Me resultó más fácil, desde el plano teórico, buscar lo que NO aporta el Tai Chi Chuan al área de Educación Física, que buscar la justificación de por qué incluirlo. Revisé los contenidos de 2º ESO, según el Decreto de Curriculum de la Comunidad Autónoma de Asturias y como resultado obtengo que: el Tai Chi Chuan cubre el 70% del Currículum de 2º ESO, siempre que se programe bien, se lleve a cabo con diligencia, perseverancia y seriedad. Refuerza el valor de la no competición, del trabajo personal, de la superación, del bienestar físico, mental y espiritual y se integra perfectamente en lo cotidiano. Es integrador y se adapta a cada alumno según sus necesidades y capacidades. Hay principios, no reglas ni normas; hay consejos.


Beneficios para el alumnado

Los alumnos valoran esta experiencia como novedosa, entretenida, exigente en algunas combinaciones y formas, agotadora en ciertas posiciones estáticas de control.
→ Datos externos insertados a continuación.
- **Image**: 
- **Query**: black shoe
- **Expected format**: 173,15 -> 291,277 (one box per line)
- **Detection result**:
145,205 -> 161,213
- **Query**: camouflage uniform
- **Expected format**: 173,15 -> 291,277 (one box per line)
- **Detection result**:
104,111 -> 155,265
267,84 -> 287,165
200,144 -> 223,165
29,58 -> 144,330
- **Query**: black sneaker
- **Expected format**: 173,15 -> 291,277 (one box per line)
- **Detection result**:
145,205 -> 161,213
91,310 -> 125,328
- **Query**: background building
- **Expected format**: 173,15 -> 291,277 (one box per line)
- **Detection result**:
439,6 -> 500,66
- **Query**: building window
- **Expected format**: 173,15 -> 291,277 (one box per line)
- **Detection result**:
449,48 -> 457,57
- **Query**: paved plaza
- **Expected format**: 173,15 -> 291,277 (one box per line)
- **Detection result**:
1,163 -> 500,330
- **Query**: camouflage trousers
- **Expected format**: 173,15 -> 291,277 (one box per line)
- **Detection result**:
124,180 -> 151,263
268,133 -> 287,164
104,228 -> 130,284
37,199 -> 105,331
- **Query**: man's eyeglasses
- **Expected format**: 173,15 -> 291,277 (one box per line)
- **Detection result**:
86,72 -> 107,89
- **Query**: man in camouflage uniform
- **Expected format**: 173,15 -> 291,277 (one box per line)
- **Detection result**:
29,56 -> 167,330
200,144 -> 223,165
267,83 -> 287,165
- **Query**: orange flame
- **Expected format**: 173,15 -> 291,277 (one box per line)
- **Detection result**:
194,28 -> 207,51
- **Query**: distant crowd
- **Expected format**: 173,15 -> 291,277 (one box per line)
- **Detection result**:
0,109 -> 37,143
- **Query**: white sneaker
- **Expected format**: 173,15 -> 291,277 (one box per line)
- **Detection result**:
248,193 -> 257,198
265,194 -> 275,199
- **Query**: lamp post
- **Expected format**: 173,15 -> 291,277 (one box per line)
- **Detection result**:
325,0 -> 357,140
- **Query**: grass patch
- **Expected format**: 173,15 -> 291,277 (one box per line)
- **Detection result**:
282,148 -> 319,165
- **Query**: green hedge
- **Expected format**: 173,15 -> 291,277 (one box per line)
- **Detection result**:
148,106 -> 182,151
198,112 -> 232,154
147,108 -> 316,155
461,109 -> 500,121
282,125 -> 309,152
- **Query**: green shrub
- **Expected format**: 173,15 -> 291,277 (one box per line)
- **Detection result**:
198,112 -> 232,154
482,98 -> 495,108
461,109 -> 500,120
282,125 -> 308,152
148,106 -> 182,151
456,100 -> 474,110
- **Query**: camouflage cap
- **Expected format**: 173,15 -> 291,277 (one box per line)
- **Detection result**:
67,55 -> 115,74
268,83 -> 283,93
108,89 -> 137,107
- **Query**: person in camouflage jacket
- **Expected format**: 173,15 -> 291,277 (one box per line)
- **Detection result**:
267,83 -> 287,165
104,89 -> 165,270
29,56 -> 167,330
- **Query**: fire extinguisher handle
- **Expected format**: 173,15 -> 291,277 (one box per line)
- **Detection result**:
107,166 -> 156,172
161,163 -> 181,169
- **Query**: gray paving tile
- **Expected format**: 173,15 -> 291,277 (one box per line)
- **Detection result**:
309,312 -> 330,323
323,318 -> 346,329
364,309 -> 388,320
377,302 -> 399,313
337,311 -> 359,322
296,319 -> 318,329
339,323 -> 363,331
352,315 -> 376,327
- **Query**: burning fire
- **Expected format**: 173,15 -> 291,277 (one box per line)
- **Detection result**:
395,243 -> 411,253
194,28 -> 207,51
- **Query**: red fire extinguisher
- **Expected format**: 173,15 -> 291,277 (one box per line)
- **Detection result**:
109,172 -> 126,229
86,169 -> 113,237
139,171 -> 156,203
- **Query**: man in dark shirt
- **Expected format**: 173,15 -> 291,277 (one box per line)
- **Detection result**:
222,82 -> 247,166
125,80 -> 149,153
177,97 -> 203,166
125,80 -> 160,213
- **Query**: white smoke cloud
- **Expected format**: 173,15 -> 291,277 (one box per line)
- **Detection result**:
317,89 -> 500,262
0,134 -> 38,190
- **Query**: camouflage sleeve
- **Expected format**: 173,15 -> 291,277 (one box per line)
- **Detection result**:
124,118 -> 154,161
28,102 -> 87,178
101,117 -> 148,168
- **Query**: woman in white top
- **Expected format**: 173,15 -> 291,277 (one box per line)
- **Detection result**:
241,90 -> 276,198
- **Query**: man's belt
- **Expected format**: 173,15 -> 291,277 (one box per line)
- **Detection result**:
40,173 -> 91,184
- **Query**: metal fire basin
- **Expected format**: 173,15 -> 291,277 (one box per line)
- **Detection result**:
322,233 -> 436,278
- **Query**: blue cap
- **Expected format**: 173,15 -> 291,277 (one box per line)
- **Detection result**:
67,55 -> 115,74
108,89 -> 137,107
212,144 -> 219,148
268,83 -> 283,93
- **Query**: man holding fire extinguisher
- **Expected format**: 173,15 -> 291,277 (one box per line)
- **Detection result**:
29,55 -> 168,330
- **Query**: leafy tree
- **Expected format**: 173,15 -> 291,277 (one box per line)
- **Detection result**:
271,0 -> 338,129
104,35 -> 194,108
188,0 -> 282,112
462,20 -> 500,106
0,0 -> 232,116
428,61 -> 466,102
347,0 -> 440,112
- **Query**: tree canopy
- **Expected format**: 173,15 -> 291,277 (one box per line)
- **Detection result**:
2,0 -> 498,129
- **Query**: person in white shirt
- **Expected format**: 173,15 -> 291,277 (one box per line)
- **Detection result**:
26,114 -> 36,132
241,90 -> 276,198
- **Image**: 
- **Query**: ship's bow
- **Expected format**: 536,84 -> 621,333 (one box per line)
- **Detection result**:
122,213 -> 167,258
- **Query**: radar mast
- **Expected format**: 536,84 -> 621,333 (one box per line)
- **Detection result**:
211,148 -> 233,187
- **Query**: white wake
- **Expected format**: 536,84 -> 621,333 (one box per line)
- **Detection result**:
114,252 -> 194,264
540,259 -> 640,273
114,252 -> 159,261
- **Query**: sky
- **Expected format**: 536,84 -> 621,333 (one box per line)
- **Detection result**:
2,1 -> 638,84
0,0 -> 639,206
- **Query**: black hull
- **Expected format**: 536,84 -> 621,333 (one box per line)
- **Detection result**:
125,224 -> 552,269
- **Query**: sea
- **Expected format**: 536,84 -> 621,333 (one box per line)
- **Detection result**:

Aseguran sentirse más tranquilos y relajados, reconocen que hacen ejercicio y que es más intenso de lo que parece, porque solo se ve la coreografía que es el resultado final de todo un proceso, la punta del iceberg.
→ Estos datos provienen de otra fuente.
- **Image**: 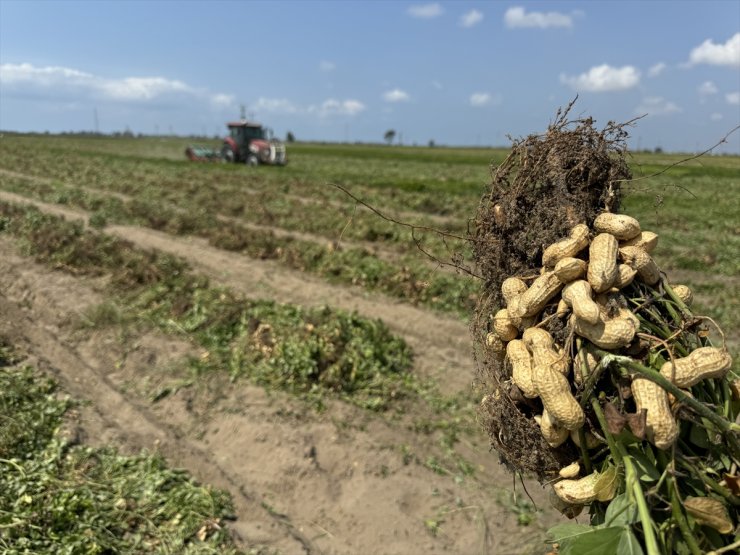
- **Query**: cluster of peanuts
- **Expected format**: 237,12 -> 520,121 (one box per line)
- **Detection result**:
485,212 -> 734,506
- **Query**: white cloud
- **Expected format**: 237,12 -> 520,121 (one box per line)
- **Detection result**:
469,92 -> 502,107
319,60 -> 336,72
431,80 -> 443,90
460,9 -> 483,28
710,113 -> 723,121
0,62 -> 92,85
312,98 -> 366,117
254,97 -> 300,114
98,76 -> 192,101
688,32 -> 740,67
504,6 -> 573,29
210,93 -> 235,108
560,64 -> 640,92
407,3 -> 443,19
383,88 -> 410,102
647,62 -> 666,77
635,97 -> 682,116
726,92 -> 740,105
0,62 -> 230,105
470,93 -> 490,106
698,81 -> 718,96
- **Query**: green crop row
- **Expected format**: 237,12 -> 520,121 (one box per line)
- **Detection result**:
0,202 -> 414,410
0,346 -> 246,554
0,175 -> 480,317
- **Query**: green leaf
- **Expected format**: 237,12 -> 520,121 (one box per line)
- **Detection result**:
689,423 -> 710,449
628,449 -> 660,482
547,523 -> 594,543
604,493 -> 638,527
617,528 -> 645,555
558,526 -> 624,555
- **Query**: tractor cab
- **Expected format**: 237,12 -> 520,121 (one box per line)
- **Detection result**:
221,120 -> 287,166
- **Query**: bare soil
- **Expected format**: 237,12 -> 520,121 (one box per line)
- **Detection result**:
0,192 -> 560,553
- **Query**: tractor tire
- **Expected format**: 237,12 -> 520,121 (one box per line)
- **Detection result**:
246,154 -> 259,166
221,146 -> 235,163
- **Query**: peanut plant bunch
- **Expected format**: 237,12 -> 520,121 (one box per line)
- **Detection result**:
480,212 -> 739,555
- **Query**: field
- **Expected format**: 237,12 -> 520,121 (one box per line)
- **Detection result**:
0,133 -> 737,554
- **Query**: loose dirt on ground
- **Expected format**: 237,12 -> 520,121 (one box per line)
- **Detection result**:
0,196 -> 558,554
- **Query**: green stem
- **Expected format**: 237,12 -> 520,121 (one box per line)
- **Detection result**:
578,345 -> 606,409
661,278 -> 692,316
597,353 -> 740,461
617,444 -> 662,555
576,427 -> 593,474
670,477 -> 703,555
676,457 -> 740,507
591,398 -> 623,465
707,539 -> 740,555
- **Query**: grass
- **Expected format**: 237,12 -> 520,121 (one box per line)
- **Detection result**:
0,344 -> 246,554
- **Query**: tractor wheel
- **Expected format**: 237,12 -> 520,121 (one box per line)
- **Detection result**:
221,146 -> 235,163
246,154 -> 259,166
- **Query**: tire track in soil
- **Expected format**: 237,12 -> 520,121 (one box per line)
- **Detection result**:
0,273 -> 315,555
0,189 -> 475,394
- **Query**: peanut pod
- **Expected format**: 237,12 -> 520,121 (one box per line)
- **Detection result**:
631,376 -> 679,450
660,346 -> 732,388
587,233 -> 619,293
523,328 -> 569,376
572,311 -> 637,350
502,277 -> 528,304
593,212 -> 641,241
553,469 -> 617,505
613,264 -> 638,290
562,280 -> 600,325
535,409 -> 569,448
558,462 -> 581,479
533,363 -> 584,430
512,271 -> 563,318
670,284 -> 693,307
492,308 -> 519,342
542,223 -> 590,268
619,245 -> 660,285
554,257 -> 588,284
506,339 -> 538,398
485,332 -> 504,353
621,230 -> 658,254
556,298 -> 570,318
Entre los beneficios, contribuye a regular y reorganizar la energía interna; los movimientos circulares regulan la presión arterial y favorece la regeneración celular; favorece la digestión; favorece la psicomotricidad, la coordinación, el equilibrio estático y dinámico, la tonificación muscular y el fortalecimiento de los tendones; equilibra la mente, nos permite meditar y concentrarnos; podemos encontrar diferentes ejercicios focalizados en diferentes partes del cuerpo, como la vista, la espalda y hombros, dolores específicos, etc. y su práctica regula las molestias, reorganiza la estructura corporal y reafirma la personalidad.

En resumen, el Tai Chi Chuan se puede integrar perfectamente en el área de Educación Física. Se trata de una actividad lúdico-deportiva muy sana, integradora y beneficiosa para la mente y el espíritu. Además, es terapéutica y la neurociencia corporal demuestra, con el respaldo de diversos estudios científicos y publicaciones, que su práctica favorece todo lo que la neurociencia corporal ha demostrado sobre el conocimiento del cuerpo, la concentración y la mente.

El 17 de diciembre del año 2020 se declaró al Tai Chi Chuan Patrimonio Cultural Inmaterial de la Humanidad.